Futurism logo

Humans are still better than AI at reading the room

Says Johns Hopkins Study

By Waqar AhmadPublished 9 months ago 3 min read

When it comes to truly “reading the room,” humans are still far ahead of even the most advanced AI systems. A recent study conducted by researchers at Johns Hopkins University sheds light on a critical shortcoming in today’s artificial intelligence technology—its inability to accurately interpret and respond to social interactions, especially in dynamic real-world scenarios.

What’s the Big Deal?

Let’s imagine a self-driving car approaching a busy intersection. A pedestrian steps onto the crosswalk but then stops to wave at someone. Will the pedestrian cross the street? Are they just saying hello? Or are they engaged in a conversation with someone and not intending to move? A human driver can quickly make sense of this social situation and react accordingly. Current AI systems, on the other hand, struggle to make these kinds of nuanced judgments.

This limitation isn't just a minor flaw—it’s a major obstacle for technologies like autonomous vehicles, service robots, and any AI system designed to interact with people in the real world. These machines need to recognize human intentions, interpret behaviors, and anticipate actions, not just detect movement or identify faces.

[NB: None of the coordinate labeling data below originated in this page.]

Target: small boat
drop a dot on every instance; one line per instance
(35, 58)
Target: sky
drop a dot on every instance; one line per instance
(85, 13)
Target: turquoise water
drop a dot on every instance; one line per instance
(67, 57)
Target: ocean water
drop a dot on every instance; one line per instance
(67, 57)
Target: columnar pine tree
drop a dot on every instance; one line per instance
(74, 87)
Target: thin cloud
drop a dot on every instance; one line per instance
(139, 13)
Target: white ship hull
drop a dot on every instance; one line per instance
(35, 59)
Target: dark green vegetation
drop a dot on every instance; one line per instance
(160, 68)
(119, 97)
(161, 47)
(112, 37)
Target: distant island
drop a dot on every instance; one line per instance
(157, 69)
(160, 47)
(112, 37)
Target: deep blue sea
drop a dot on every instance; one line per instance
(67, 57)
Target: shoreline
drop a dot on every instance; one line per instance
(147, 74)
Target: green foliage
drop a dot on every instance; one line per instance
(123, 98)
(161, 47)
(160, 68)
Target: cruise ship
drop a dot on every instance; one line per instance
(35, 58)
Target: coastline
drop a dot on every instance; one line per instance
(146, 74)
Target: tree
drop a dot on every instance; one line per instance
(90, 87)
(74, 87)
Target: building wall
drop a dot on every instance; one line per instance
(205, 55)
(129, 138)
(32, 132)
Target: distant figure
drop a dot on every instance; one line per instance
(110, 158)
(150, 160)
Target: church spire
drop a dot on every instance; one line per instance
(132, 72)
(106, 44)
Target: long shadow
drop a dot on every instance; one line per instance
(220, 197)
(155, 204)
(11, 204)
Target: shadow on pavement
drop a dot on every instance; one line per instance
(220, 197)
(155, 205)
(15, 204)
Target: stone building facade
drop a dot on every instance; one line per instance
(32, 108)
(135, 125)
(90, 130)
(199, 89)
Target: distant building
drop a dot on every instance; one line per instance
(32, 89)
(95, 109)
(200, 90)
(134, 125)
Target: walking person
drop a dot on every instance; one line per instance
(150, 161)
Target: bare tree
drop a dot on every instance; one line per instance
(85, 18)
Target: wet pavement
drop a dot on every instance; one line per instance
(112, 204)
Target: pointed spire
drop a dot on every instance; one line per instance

The Johns Hopkins Study: How It Worked

To test AI’s abilities, researchers designed an experiment involving three-second video clips. These short clips showed people doing everyday things—chatting, walking side-by-side, or just standing around. Human participants were asked to watch these clips and rate the nature of the interactions they saw. Were the people engaging with each other? Acting independently? Was there a social connection?

Then, more than 350 AI models—including language, video, and image models—were given the same challenge. They were asked to predict how humans would interpret each scene and how the human brain might respond.

The results? While humans largely agreed on the interpretations, AI systems fell short across the board. The models couldn’t reliably determine whether people were talking, about to move, or interacting at all.

Why AI Struggles with Social Context

So why are these advanced systems—many trained on massive datasets—failing such a basic human task?

The answer lies in how these models are built. Most current AI, especially visual AI, is based on neural networks inspired by the part of the human brain that processes static images. This approach has been incredibly successful for tasks like facial recognition or object detection. But social interactions aren’t static—they’re complex, dynamic, and full of subtle context clues.

“Real life isn’t a snapshot,” said Kathy Garcia, one of the lead researchers. “It’s a movie. And to understand that movie, you need to understand the relationships and context evolving in real time.”

AI that understands only frames—like still images—is missing the bigger picture. It can’t recognize the ongoing “story” in a scene. This becomes a major blind spot when the AI is used in environments where human interaction is constant and unpredictable.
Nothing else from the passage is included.